Days ahead of the June 16 Biden-Putin summit in Geneva, the Pentagon announced a $150 million defense allocation for Ukraine to help "bolster its borders against Russia."
A Friday Defense Department statement detailed that the large package for the Ukraine Security Assistance Initiative includes "training, equipment, and advisory efforts to help Ukraine’s forces preserve the country’s territorial integrity, secure its borders, and improve interoperability with NATO."
The statement further notes that it will fund "counter-artillery radars, counter-unmanned aerial systems, secure communications gear, electronic warfare and military medical evacuation equipment, and training and equipment to improve the operational safety and capacity of Ukrainian Air Force bases."
It's being made available through the State Department's foreign military financing budget, and was previously approved by Congress on a conditional basis for fiscal year 2021, based on whether Ukraine would meet "progress" on ongoing anti-corruption efforts and reforms.
On this front, the Pentagon said it "was able to certify that Ukraine has made sufficient progress on defense reforms this year," according to press secretary John Kirby.
Meanwhile, leaders in Kiev have continued their recent renewed push to be fast-tracked for NATO membership, and all of this will no doubt add to already soaring tensions going into the Biden-Putin meeting.

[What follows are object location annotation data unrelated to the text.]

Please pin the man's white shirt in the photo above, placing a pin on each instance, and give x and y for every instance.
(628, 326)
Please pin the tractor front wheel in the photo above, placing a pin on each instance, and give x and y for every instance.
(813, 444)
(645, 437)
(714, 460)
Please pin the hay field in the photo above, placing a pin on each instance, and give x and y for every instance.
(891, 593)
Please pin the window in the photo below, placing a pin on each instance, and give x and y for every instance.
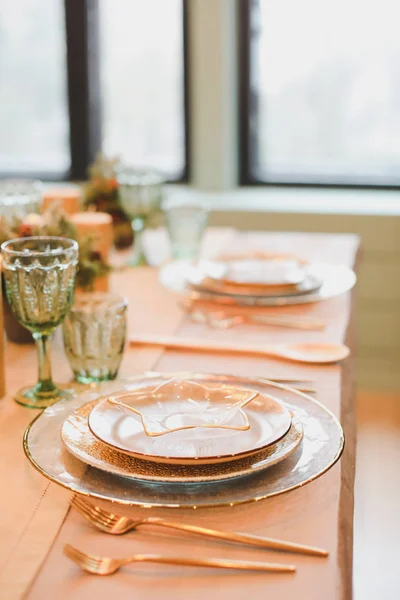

The White House indicated on Saturday morning that President Biden plans to appear in a solo press conference following this upcoming week's meeting with Putin in Switzerland, instead of the usual joint presser that's more typical of such bilateral summits, saying it's necessary for the US President to interact with a "free press" - though we fail to see how that wouldn't be the case if it also included Putin.
"We expect this meeting to be candid and straightforward and a solo press conference is the appropriate format to clearly communicate with the free press the topics that were raised in the meeting—both in terms of areas where we may agree and in areas where we have significant concerns," a White House official said.